Thursday, October 9, 2008

Booking Through Thursday: Book Meme

I haven't participated in Booking Through Thursday for a few weeks, but this week's set of questions looks interesting:

What was the last book you bought?

That would actually be a handful of books I ordered at the same time from Amazon, but to name just one, I'll give the title of the one I started reading first: To Say Nothing of the Dog, by Connie Willis.

Name a book you have read MORE than once.

For one, Jane Eyre. I haven't kept count, but I've probably read all the way through it from start to finish at least four or five times, and I've read my favorite passages many more times than that.

Has a book ever fundamentally changed the way you see life? If yes, what was it?


One again? Ok. . . Well, this one book symbolizes (for me) the whole series, plus even more by the same author: Anne of Green Gables.

How do you choose a book? eg. by cover design and summary, recommendations or reviews?

In general, I go by summary. Recommendations and reviews are nice-- and I like to use recommendations as starting points in book hunts-- but even if I like a person and sometimes like what s/he likes, I often find that our tastes can differ greatly from book to book. As for cover design and title, they might catch my eye, but I usually try to look beyond that before making my final decision. Some of my favorite books have hideously unappealing cover art, and plenty of books with tantalizing titles turn out to be duds.
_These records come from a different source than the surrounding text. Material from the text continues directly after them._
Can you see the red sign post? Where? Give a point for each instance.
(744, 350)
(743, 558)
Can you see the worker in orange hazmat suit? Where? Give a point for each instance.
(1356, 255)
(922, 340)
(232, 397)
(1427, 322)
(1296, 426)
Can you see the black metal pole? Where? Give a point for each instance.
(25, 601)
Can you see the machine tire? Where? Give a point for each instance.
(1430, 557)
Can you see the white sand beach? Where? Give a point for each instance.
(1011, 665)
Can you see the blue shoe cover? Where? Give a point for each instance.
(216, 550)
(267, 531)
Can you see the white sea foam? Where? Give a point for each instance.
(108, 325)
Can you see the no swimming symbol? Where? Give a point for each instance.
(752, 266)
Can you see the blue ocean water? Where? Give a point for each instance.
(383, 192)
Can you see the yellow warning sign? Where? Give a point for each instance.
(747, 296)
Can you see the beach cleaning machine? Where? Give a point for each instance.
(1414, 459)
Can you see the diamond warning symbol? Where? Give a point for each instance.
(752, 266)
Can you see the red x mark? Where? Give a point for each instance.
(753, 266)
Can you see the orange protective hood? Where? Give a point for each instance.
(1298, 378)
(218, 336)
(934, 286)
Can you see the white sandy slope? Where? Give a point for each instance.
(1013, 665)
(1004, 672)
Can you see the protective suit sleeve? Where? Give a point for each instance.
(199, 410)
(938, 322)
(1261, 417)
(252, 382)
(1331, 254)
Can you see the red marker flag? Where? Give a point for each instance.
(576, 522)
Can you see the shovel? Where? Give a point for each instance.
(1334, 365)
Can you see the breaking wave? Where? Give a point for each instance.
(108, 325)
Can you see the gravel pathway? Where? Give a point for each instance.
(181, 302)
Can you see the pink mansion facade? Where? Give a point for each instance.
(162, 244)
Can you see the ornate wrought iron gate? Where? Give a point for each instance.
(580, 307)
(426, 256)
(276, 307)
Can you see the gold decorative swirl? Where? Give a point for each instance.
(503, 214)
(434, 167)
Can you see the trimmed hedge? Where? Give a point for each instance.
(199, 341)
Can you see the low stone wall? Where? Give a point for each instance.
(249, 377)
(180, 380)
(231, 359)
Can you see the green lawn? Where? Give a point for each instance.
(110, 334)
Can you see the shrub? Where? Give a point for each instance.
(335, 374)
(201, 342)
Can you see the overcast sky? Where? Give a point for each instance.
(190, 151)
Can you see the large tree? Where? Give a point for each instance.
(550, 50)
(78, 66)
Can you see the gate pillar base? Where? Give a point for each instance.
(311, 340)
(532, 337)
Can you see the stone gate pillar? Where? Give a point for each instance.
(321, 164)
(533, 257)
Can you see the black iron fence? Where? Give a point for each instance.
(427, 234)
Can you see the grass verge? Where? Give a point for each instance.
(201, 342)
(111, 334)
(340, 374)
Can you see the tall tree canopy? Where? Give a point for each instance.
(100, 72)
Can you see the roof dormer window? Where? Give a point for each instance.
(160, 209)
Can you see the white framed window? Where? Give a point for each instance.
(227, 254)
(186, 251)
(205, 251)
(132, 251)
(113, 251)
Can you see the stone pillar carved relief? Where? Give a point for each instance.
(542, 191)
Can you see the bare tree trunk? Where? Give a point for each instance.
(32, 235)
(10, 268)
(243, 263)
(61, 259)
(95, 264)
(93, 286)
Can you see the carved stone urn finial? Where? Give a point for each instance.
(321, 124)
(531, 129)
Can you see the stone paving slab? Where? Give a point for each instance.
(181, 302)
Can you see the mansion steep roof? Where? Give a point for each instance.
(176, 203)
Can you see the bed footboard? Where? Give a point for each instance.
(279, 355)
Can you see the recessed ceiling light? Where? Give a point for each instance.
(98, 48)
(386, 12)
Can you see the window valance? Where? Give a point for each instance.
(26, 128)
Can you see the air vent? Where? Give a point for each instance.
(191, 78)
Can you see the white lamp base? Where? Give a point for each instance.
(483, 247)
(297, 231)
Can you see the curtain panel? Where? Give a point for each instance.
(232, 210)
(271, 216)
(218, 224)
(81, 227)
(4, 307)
If I'm buying, I'm pickier than if I'm just browsing the library. And if I'm paying for a new book, I'm pickier than if I'm paying 50 cents for a used copy. So for a 50-cent book, I might let myself go on "instinct", but for full price, I look at everything and try to make a more informed decision.

Do you prefer Fiction or Non-Fiction?

For sitting down and reading? Fiction, usually. I also like crafts books, but I don't really read those in the same way. I see them more as references and instructional works. I do occasionally read non-crafty non-fiction, but even that is typically related to fiction-- biographies of favorite authors, for instance.
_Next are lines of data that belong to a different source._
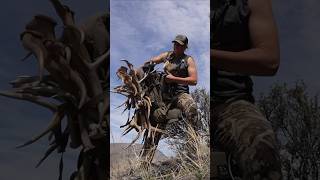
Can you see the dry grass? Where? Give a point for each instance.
(191, 162)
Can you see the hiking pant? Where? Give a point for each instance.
(241, 129)
(187, 105)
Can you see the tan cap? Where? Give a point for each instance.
(181, 39)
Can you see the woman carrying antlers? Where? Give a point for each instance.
(181, 72)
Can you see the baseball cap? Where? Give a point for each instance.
(181, 39)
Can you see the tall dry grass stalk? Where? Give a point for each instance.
(191, 161)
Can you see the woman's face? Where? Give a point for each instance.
(178, 48)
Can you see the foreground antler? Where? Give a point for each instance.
(75, 88)
(136, 99)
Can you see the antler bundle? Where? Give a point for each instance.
(135, 91)
(74, 82)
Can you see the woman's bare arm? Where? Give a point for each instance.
(263, 58)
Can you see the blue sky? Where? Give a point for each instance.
(142, 29)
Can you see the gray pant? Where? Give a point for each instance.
(240, 128)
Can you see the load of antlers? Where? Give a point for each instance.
(77, 79)
(137, 98)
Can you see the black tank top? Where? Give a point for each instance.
(177, 66)
(230, 32)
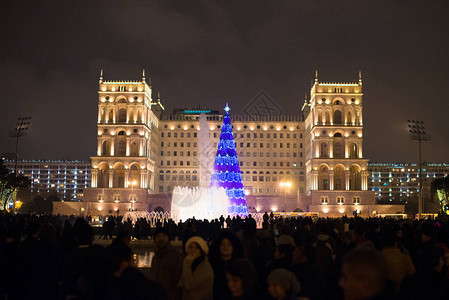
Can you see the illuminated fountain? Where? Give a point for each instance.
(201, 203)
(220, 190)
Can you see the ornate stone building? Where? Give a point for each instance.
(337, 173)
(143, 153)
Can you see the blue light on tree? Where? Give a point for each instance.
(226, 172)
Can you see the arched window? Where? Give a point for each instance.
(122, 115)
(353, 151)
(324, 150)
(339, 178)
(355, 178)
(134, 175)
(103, 176)
(111, 116)
(337, 117)
(121, 149)
(120, 176)
(339, 151)
(323, 178)
(134, 148)
(105, 148)
(103, 115)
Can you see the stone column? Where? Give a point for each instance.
(112, 146)
(126, 178)
(151, 174)
(314, 180)
(331, 180)
(99, 114)
(99, 142)
(144, 178)
(347, 173)
(94, 180)
(365, 175)
(346, 148)
(111, 178)
(127, 147)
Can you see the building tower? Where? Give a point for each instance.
(337, 173)
(123, 169)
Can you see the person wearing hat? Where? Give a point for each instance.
(166, 266)
(197, 277)
(282, 284)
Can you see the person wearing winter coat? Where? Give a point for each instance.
(197, 277)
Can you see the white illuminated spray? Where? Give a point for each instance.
(202, 202)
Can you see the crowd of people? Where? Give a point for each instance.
(54, 257)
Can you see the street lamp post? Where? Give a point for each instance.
(418, 133)
(19, 131)
(133, 183)
(284, 186)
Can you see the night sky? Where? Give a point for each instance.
(213, 52)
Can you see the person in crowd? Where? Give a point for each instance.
(9, 264)
(283, 285)
(324, 266)
(126, 281)
(124, 237)
(364, 275)
(224, 248)
(248, 238)
(42, 266)
(84, 270)
(428, 282)
(197, 277)
(399, 265)
(284, 237)
(282, 259)
(166, 267)
(303, 269)
(242, 280)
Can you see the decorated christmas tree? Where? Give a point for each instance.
(226, 172)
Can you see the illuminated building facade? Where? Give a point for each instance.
(124, 167)
(337, 173)
(68, 178)
(310, 161)
(399, 183)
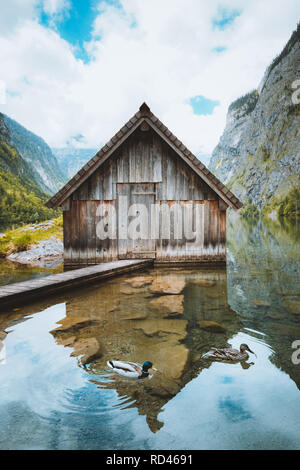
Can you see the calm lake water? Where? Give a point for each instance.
(57, 393)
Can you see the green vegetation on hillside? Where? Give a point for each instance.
(21, 201)
(25, 237)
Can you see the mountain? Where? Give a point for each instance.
(21, 199)
(258, 155)
(38, 154)
(71, 159)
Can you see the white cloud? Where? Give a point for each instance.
(164, 59)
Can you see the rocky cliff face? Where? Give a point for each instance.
(258, 156)
(71, 159)
(38, 154)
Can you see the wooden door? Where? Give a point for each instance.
(135, 222)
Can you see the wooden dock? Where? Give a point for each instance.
(21, 292)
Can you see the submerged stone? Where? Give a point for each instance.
(88, 348)
(204, 282)
(261, 303)
(292, 306)
(140, 281)
(167, 285)
(168, 305)
(212, 326)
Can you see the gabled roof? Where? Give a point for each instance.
(144, 114)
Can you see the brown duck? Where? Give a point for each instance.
(229, 354)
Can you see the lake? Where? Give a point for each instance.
(56, 391)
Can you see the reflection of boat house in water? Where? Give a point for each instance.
(171, 330)
(144, 195)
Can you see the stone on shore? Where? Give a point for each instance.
(168, 305)
(204, 282)
(212, 326)
(49, 249)
(167, 285)
(140, 281)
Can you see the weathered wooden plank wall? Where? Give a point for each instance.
(146, 160)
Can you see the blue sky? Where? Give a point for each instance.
(83, 67)
(75, 25)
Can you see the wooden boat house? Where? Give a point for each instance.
(144, 195)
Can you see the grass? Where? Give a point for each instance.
(21, 239)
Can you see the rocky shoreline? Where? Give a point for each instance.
(50, 249)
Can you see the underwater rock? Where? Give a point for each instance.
(204, 282)
(128, 290)
(133, 315)
(49, 249)
(161, 327)
(140, 281)
(72, 323)
(274, 315)
(167, 285)
(88, 348)
(292, 305)
(261, 303)
(168, 305)
(212, 326)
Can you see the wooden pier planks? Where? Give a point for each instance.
(21, 292)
What’s more important in a novel - beautiful writing or a gripping plot?

I'd say that plot is more important than beautiful writing, if it comes down to deciding between the two. Of course, a blend of both is best, and if I don't care about the characters, I'm not going to love the story, no matter how gripping the plot or how beautiful the writing.

Most loved/memorable character (character/book)

I don't know which is my most loved (or memorable). . . It's probably Jane Eyre, Mr. Rochester, or someone from L.M. Montgomery's novels (Anne? Pat?).

Which book or books can be found on your nightstand at the moment?

To Say Nothing of the Dog (currently reading)

Looking for Anne of Green Gables (waiting to be started)

The Jeeves Omnibus, vol. I (reading w/ Donald)

Webster's New World Collegiate Dictionary (looking up obscure mythological figures and Victorian things referenced in To Say Nothing of the Dog)

What was the last book you’ve read, and when was it?

Finished? Anne of Windy Poplars, by L.M. Montgomery. I can't remember exactly when I finished it. . . Sometime in September.

Still in the process of reading? To Say Nothing of the Dog (again), last night in bed.

Have you ever given up on a book half way in?

I've given up before I got halfway in. A couple of times, actually, with The Hunchback of Notre Dame. (Incidentally, I have never managed to seriously crack open Les Misérables, either. Some sort of Victor Hugo phobia, perhaps? (g)) I'm sure there are others, but that one in particular stands out, because I've kept my copy, and every so often, I look at it (and a few I've never even started, like Les Mis) and wonder if I'll ever actually read it. . . (They were purchased back in my teenage "classic-reading" phase. Now, I've mostly lost interest, but maybe someday I'll feel ambitious.)